Ultimately, Greaves argues that his company was cut off at its knees because he needed a team and funding to really gain some traction.

Here is the thing that disturbs me about the current rhetoric around women, technology, coding, venture capital, Black girl twitter and even crowd funding.

Whether than complain about diversity and numbers who is funding venture capital pipelines for folks of color to OWN their platforms, rather than continuously uploading free content to Wall Street traded social media platforms all day (Facebook, Instagram, Twitter, Yahoo…etc.)

Reading this Greaves essay shows me that even prior to the rise of the Blogosphere, young urban Black and Brown people were trying to OWN their own platforms. Not only where they trying to own their own platforms but that had a sense of building community while they did so. They were trying to own their own platforms while living in the ‘hood. After I read this, I was really curious as to why Greaves’ narrative is absent from the “we need to teach folks to code” discourse. Of course I am being rhetorical and marking power here because it is important.

Now let me tie this to Black girl twitter.

According to Pew Internet research I’ve known since appropriately 2010 that Black women are hyper represented on twitter. Because I’ve known that Black women are hyper represented on Twitter, I’ve been sensitive to the notion that NOT ALL social media platforms are equal. For instance, I can go back through all 963 blog posts I have written here I have statistics on which are the most popular, I can find old comments, I can see the countries of the people who visit my site. This level of social media info isn’t available on Twitter (even though they just upped their analytic cards) and you cannot get granular levels of details about who has visited your page and when, and for how long from Facebook.

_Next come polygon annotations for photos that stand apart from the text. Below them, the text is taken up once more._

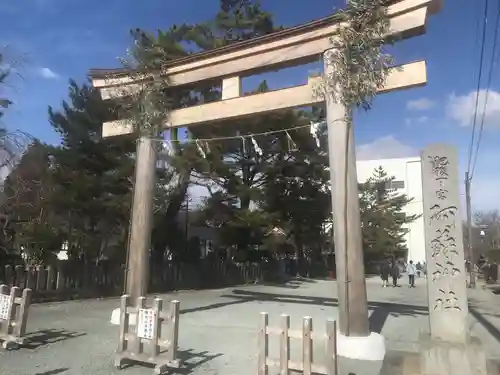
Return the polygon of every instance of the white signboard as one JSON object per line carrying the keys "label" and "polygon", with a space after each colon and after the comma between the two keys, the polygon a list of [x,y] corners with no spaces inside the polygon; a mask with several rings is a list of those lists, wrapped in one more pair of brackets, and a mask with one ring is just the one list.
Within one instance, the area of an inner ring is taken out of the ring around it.
{"label": "white signboard", "polygon": [[10,310],[10,296],[7,294],[0,294],[0,319],[9,319]]}
{"label": "white signboard", "polygon": [[137,324],[137,336],[151,340],[156,329],[157,317],[153,309],[140,309]]}

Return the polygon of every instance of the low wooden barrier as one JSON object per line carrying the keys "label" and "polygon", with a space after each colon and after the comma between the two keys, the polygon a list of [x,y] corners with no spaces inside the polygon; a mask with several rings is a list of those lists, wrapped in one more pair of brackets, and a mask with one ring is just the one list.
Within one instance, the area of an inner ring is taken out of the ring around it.
{"label": "low wooden barrier", "polygon": [[[288,375],[289,371],[300,371],[304,375],[337,375],[337,323],[334,320],[327,321],[326,334],[319,337],[326,343],[325,357],[327,363],[325,364],[317,364],[313,361],[313,326],[311,317],[303,318],[302,331],[290,330],[290,316],[288,315],[281,315],[280,322],[280,327],[270,327],[268,314],[265,312],[260,314],[258,375],[267,375],[269,367],[278,367],[280,375]],[[269,358],[269,335],[280,336],[279,359]],[[302,360],[298,362],[290,360],[291,338],[302,340]],[[316,341],[316,338],[314,341]]]}
{"label": "low wooden barrier", "polygon": [[18,287],[0,285],[0,341],[4,349],[24,344],[30,303],[31,289],[24,289],[21,296]]}
{"label": "low wooden barrier", "polygon": [[[135,328],[131,332],[130,314],[135,314]],[[163,323],[166,323],[166,337]],[[115,366],[121,369],[125,361],[155,365],[154,374],[163,374],[169,368],[179,368],[177,358],[179,339],[179,301],[171,301],[169,311],[163,310],[163,301],[155,298],[153,308],[146,307],[146,297],[130,305],[130,296],[124,295],[120,305],[120,342]],[[146,351],[144,349],[147,349]],[[163,351],[161,351],[162,349]]]}
{"label": "low wooden barrier", "polygon": [[[120,296],[125,268],[113,262],[26,267],[0,266],[0,284],[32,290],[33,302]],[[69,261],[68,261],[69,262]],[[273,272],[269,272],[273,274]],[[150,269],[150,293],[172,290],[220,288],[263,279],[259,265],[234,265],[203,261],[199,264],[165,263]]]}

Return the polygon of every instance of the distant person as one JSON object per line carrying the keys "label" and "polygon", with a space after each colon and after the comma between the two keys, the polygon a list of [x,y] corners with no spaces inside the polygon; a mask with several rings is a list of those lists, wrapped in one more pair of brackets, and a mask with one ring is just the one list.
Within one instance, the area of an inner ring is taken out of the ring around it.
{"label": "distant person", "polygon": [[389,275],[391,273],[391,265],[389,261],[385,261],[380,266],[380,277],[382,278],[382,288],[389,286]]}
{"label": "distant person", "polygon": [[491,281],[496,284],[498,281],[498,264],[496,261],[490,264],[490,277]]}
{"label": "distant person", "polygon": [[417,277],[420,277],[421,274],[422,274],[422,263],[420,262],[417,262],[417,265],[415,266],[415,268],[417,269]]}
{"label": "distant person", "polygon": [[408,283],[410,288],[415,288],[415,274],[417,273],[417,268],[413,264],[413,260],[410,260],[408,267],[406,267],[406,272],[408,273]]}
{"label": "distant person", "polygon": [[399,266],[396,262],[392,262],[391,265],[391,277],[392,277],[392,287],[396,288],[398,286],[398,279],[400,275]]}

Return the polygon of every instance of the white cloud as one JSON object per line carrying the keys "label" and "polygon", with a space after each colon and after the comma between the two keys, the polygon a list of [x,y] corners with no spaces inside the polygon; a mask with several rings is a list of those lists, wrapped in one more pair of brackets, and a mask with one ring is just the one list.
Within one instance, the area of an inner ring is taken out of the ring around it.
{"label": "white cloud", "polygon": [[410,100],[406,103],[406,109],[412,111],[426,111],[434,107],[435,103],[427,98],[421,98],[416,100]]}
{"label": "white cloud", "polygon": [[410,117],[405,119],[405,125],[406,126],[412,126],[412,125],[422,125],[425,124],[429,121],[429,117],[427,116],[419,116],[419,117]]}
{"label": "white cloud", "polygon": [[456,121],[460,126],[471,126],[476,108],[476,98],[478,98],[477,124],[481,123],[484,112],[484,126],[500,126],[500,93],[497,91],[489,92],[486,111],[484,103],[486,100],[486,90],[471,91],[467,95],[452,94],[446,104],[446,115],[448,118]]}
{"label": "white cloud", "polygon": [[405,145],[392,135],[380,137],[373,142],[356,147],[357,160],[406,158],[418,155],[417,149]]}
{"label": "white cloud", "polygon": [[54,72],[53,70],[51,70],[49,68],[38,68],[37,73],[41,77],[46,78],[46,79],[57,79],[60,77],[59,74],[57,74],[56,72]]}

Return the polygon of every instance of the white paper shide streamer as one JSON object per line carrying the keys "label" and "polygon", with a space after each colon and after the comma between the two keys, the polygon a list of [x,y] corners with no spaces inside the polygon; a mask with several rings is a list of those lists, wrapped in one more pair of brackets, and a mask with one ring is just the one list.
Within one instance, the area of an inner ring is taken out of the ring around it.
{"label": "white paper shide streamer", "polygon": [[259,147],[259,144],[255,140],[255,138],[254,137],[250,137],[250,139],[252,141],[253,148],[255,149],[255,152],[257,153],[257,155],[262,156],[262,154],[263,154],[262,149]]}
{"label": "white paper shide streamer", "polygon": [[163,141],[162,145],[163,151],[168,155],[172,156],[174,154],[174,148],[171,141]]}
{"label": "white paper shide streamer", "polygon": [[311,127],[310,127],[310,132],[314,140],[316,141],[316,146],[320,147],[320,142],[319,142],[319,137],[318,137],[318,128],[319,128],[319,122],[311,122]]}
{"label": "white paper shide streamer", "polygon": [[288,133],[287,131],[285,133],[286,137],[288,138],[288,150],[289,151],[297,150],[297,144],[293,141],[293,138],[290,135],[290,133]]}
{"label": "white paper shide streamer", "polygon": [[205,151],[201,147],[200,142],[198,140],[196,140],[196,148],[198,149],[198,152],[200,153],[201,157],[203,159],[206,159],[207,158],[207,154],[205,153]]}

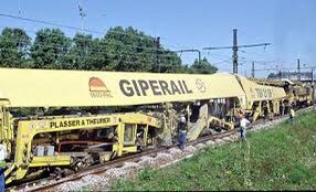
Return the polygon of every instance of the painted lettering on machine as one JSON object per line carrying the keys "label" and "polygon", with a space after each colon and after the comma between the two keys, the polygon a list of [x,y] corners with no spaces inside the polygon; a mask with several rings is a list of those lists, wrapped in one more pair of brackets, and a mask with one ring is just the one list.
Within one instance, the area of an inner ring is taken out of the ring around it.
{"label": "painted lettering on machine", "polygon": [[127,96],[155,96],[193,94],[185,81],[120,79],[120,92]]}
{"label": "painted lettering on machine", "polygon": [[272,98],[273,90],[271,88],[254,88],[257,98]]}
{"label": "painted lettering on machine", "polygon": [[82,126],[98,126],[109,124],[109,117],[93,118],[93,119],[70,119],[70,120],[57,120],[51,121],[50,128],[71,128],[71,127],[82,127]]}

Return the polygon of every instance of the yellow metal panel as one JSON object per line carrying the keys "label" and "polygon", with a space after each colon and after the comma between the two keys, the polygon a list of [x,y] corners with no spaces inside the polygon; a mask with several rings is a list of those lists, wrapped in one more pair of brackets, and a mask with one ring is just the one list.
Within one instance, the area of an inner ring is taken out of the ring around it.
{"label": "yellow metal panel", "polygon": [[247,102],[272,100],[286,97],[283,88],[259,85],[255,82],[249,81],[247,78],[240,75],[236,75],[236,77],[241,82]]}
{"label": "yellow metal panel", "polygon": [[0,68],[11,107],[127,106],[244,96],[235,77]]}
{"label": "yellow metal panel", "polygon": [[29,167],[67,166],[70,163],[71,163],[70,156],[43,156],[43,157],[33,157]]}

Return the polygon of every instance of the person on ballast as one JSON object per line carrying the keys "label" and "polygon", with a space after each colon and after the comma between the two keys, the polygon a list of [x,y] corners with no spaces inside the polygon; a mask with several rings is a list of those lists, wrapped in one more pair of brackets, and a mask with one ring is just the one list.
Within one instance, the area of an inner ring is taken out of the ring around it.
{"label": "person on ballast", "polygon": [[185,116],[180,117],[180,121],[178,124],[178,141],[179,141],[179,148],[183,150],[186,148],[186,141],[187,141],[187,119]]}
{"label": "person on ballast", "polygon": [[245,131],[246,131],[246,126],[250,124],[250,121],[242,115],[241,120],[240,120],[240,137],[242,140],[246,140],[245,137]]}
{"label": "person on ballast", "polygon": [[7,149],[0,143],[0,192],[4,192],[4,168],[6,168]]}

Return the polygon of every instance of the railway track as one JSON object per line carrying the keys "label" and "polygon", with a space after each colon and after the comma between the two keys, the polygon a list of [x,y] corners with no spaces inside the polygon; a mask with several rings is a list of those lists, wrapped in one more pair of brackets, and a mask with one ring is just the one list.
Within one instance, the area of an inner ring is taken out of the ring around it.
{"label": "railway track", "polygon": [[[297,110],[297,114],[312,110],[313,108],[314,107],[312,106],[312,107],[299,109],[299,110]],[[282,120],[282,119],[285,119],[286,117],[287,117],[287,115],[282,116],[282,117],[276,117],[273,120],[270,120],[270,122]],[[266,122],[267,121],[259,120],[255,124],[251,125],[250,129],[256,128],[257,126],[264,126]],[[198,138],[197,140],[188,142],[188,145],[197,146],[199,143],[206,143],[209,140],[215,141],[218,139],[223,139],[223,138],[230,137],[230,136],[234,135],[235,132],[236,132],[236,130],[228,130],[228,131],[220,132],[217,135],[203,136],[203,137]],[[17,185],[17,186],[11,186],[9,189],[6,189],[6,191],[52,191],[55,186],[57,186],[59,184],[62,184],[64,182],[80,180],[87,174],[101,174],[110,168],[123,167],[124,163],[127,161],[138,162],[140,160],[140,158],[144,156],[155,157],[155,156],[157,156],[158,152],[166,152],[170,148],[173,148],[173,147],[176,147],[176,145],[169,146],[169,147],[159,147],[159,148],[155,148],[155,149],[148,149],[148,150],[145,150],[140,153],[128,154],[128,156],[125,156],[125,157],[122,157],[118,159],[114,159],[114,160],[105,162],[105,163],[99,163],[96,166],[88,167],[88,168],[81,170],[76,173],[74,173],[74,172],[67,173],[64,178],[59,179],[59,180],[56,180],[53,177],[43,178],[43,179],[27,182],[27,183]]]}

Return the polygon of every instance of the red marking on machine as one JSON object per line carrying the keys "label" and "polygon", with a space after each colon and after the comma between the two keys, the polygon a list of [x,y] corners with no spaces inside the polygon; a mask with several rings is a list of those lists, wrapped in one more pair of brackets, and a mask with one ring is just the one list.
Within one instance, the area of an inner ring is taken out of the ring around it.
{"label": "red marking on machine", "polygon": [[88,88],[93,98],[112,97],[110,90],[106,87],[105,83],[98,77],[91,77],[88,81]]}

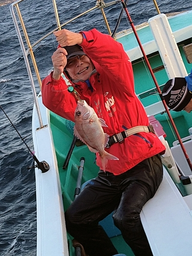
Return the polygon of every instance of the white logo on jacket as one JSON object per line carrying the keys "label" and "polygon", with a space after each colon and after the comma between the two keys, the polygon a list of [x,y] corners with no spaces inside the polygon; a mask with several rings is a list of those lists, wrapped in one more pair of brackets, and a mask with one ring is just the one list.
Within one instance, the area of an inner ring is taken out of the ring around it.
{"label": "white logo on jacket", "polygon": [[116,107],[113,96],[112,96],[111,98],[106,97],[108,94],[109,92],[105,93],[104,94],[104,96],[105,96],[104,99],[104,105],[107,112],[108,112],[109,116],[112,117],[114,112],[116,111]]}

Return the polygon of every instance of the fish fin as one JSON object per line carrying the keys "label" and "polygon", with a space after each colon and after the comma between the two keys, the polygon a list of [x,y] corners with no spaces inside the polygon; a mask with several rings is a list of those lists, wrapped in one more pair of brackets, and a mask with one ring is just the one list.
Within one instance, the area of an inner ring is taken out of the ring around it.
{"label": "fish fin", "polygon": [[93,147],[92,147],[91,146],[89,146],[87,144],[87,145],[88,146],[89,150],[91,151],[92,152],[93,152],[94,153],[96,153],[98,152],[98,150],[96,150],[95,148],[94,148]]}
{"label": "fish fin", "polygon": [[106,124],[105,121],[104,119],[102,118],[99,118],[99,121],[102,126],[108,127],[108,126]]}
{"label": "fish fin", "polygon": [[105,170],[106,166],[108,164],[108,160],[119,160],[119,159],[118,157],[111,155],[108,152],[104,151],[104,154],[102,156],[100,156],[101,158],[101,162],[102,164],[102,170],[104,172]]}

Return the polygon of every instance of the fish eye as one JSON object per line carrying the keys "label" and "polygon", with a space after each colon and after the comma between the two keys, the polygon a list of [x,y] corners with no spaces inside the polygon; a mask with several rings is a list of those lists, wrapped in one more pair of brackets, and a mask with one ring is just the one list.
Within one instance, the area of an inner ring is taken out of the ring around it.
{"label": "fish eye", "polygon": [[77,116],[80,116],[80,114],[81,114],[81,112],[80,111],[77,111],[77,112],[76,112],[76,114],[77,114]]}

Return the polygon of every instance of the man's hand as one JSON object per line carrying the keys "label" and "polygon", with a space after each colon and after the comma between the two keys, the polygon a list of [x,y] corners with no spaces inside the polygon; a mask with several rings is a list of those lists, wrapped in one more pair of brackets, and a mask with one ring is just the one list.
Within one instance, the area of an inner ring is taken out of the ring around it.
{"label": "man's hand", "polygon": [[55,80],[60,79],[61,74],[67,65],[67,57],[68,53],[64,48],[59,47],[53,53],[51,59],[54,67],[53,78]]}
{"label": "man's hand", "polygon": [[53,32],[56,40],[61,47],[80,45],[83,39],[83,36],[79,33],[74,33],[67,29],[62,29]]}

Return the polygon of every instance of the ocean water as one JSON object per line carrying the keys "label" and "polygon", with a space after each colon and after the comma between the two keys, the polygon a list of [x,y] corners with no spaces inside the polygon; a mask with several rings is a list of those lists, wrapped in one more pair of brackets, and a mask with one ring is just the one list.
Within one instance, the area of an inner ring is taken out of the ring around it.
{"label": "ocean water", "polygon": [[[13,1],[0,0],[0,104],[30,148],[33,150],[31,119],[33,100],[22,52],[9,11]],[[94,6],[96,1],[58,0],[61,23]],[[192,9],[191,0],[158,1],[162,13]],[[131,0],[128,10],[135,25],[147,21],[156,14],[152,0]],[[20,4],[31,42],[56,27],[51,0],[25,0]],[[110,25],[115,25],[117,8],[106,11]],[[90,13],[71,27],[74,31],[93,27],[106,33],[100,22],[100,14]],[[41,21],[40,21],[41,20]],[[123,16],[123,22],[126,17]],[[191,21],[192,22],[192,21]],[[129,28],[121,25],[119,30]],[[57,43],[53,35],[34,49],[42,79],[52,68],[51,56]],[[33,71],[32,71],[33,72]],[[38,93],[37,82],[35,80]],[[34,170],[28,170],[32,159],[17,134],[0,109],[0,255],[36,255],[36,218]],[[57,256],[57,255],[55,255]]]}

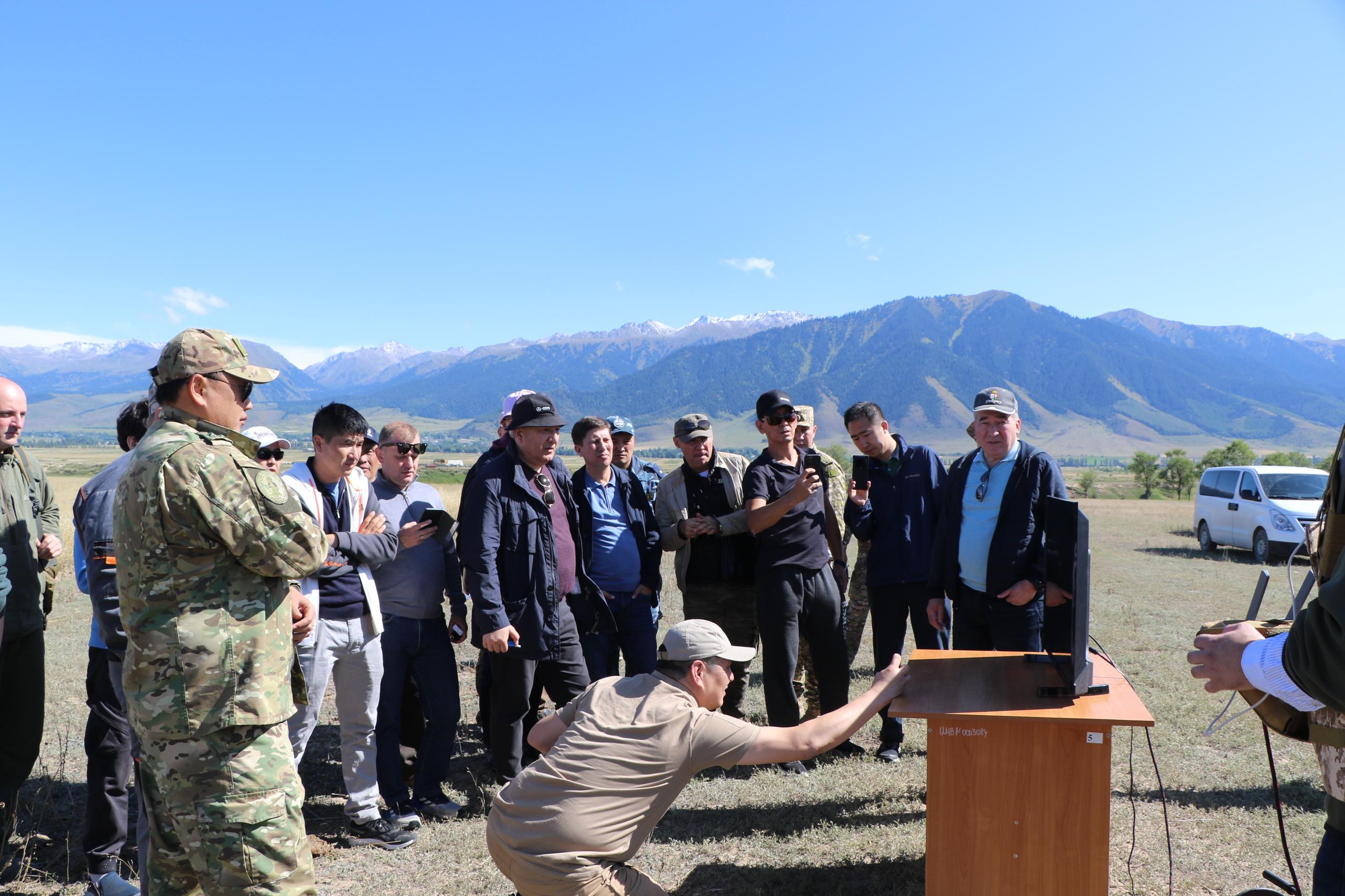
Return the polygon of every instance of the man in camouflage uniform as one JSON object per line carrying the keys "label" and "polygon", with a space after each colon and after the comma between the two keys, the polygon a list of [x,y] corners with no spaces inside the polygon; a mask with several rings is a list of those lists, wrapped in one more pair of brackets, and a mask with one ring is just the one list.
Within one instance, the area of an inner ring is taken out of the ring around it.
{"label": "man in camouflage uniform", "polygon": [[149,892],[315,895],[285,720],[292,642],[317,616],[293,583],[327,539],[239,433],[253,383],[278,374],[219,330],[178,334],[149,373],[163,417],[113,519]]}
{"label": "man in camouflage uniform", "polygon": [[[794,431],[794,447],[799,451],[807,451],[812,448],[812,443],[818,437],[816,412],[812,409],[812,405],[795,405],[794,413],[799,416],[798,426]],[[827,500],[831,503],[831,510],[837,514],[837,521],[841,521],[845,515],[845,502],[850,491],[850,479],[835,457],[820,449],[818,453],[822,456],[822,464],[827,472]],[[841,542],[846,548],[850,546],[850,530],[846,529]],[[859,560],[855,564],[855,572],[850,576],[850,601],[845,609],[845,638],[846,648],[850,652],[850,662],[854,662],[854,654],[859,648],[859,638],[863,635],[863,619],[869,613],[869,591],[863,585],[868,558],[869,546],[861,542]],[[845,564],[845,557],[841,558],[841,562],[842,565]],[[857,616],[858,624],[855,624]],[[822,713],[822,705],[818,702],[818,677],[812,671],[812,654],[808,652],[808,640],[806,638],[799,639],[799,662],[794,667],[794,693],[799,696],[799,702],[803,704],[800,721],[816,718]]]}

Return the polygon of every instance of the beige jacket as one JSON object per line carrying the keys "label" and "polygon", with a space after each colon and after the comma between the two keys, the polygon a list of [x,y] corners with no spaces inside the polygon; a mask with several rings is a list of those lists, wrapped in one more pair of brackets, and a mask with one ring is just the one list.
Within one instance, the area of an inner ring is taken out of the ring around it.
{"label": "beige jacket", "polygon": [[[737,507],[732,514],[716,517],[724,535],[738,535],[748,531],[748,511],[742,509],[742,475],[748,471],[748,459],[725,451],[714,452],[714,465],[728,472],[724,476],[724,490],[729,506]],[[659,496],[654,502],[654,517],[659,523],[659,538],[663,550],[675,550],[672,566],[677,569],[677,587],[686,591],[686,568],[691,562],[691,542],[677,534],[678,522],[687,518],[686,480],[683,464],[659,480]]]}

My point about Black girl twitter is that I came to the conclusion at the end of last year that Black women (primarily in the US and on the coasts) are creating quantifiable value for other peoples media content on Twitter. I didn’t understand this until, one day while watching a show on OWN, a friend pointed out that there was a group of people sitting at a desk on laptops within a frame of the show. If you blinked you would have missed it. I was told that those are producers, interacting with Twitter users and that this was a relatively new development. I was also told that show runners negotiate for MORE money for ad sales for shows that have high tweet engagement. This is one of the ways in which Black women create quantitative value for television shows, but on user generated content sites, as they stand now, they will not be rewarded for this value creation. Don’t believe me, see Scandal Thursdays, Being Mary Jane Tuesdays, or the tweet volume associated with the airing of  the Black Girls Rock award show.

I am still working out these ideas here, however I am clear that it is ahistorical to rely on coding rhetoric when thinking about the pipeline of Black and Brown technologists.

Greaves legacy shows that Black and Brown folks have been visionaries with regard to early adopting digital technologies and leveraging them to build businesses and niche communities.

Perhaps there needs to be less diversity talk, and more of an examination of the past, as well as more money placed into pipe lines to create the owners that folks like Greaves wanted to be nearly 20 years ago. Let me be clear here, I am not simply talking about making more moguls, but I am thinking about tech literacy, and justice literacy as it pertains to these tech spaces. I am particularly concern because the internet of things (sensors being placed on objects that then store information such as your refrigerator sensing that you are low on milk) will become an ingrained part of our day to day lives as we move into the future.

What are the limits of tech diversity rhetoric?

Did you know about Greaves? What does it mean that a Black dude who was trying to create a start up 20 years ago in Bed Stuy?

Overall post response? Is this really about making little Black and Brown Mark Zuckerbergs? If so, what are the benefits and costs?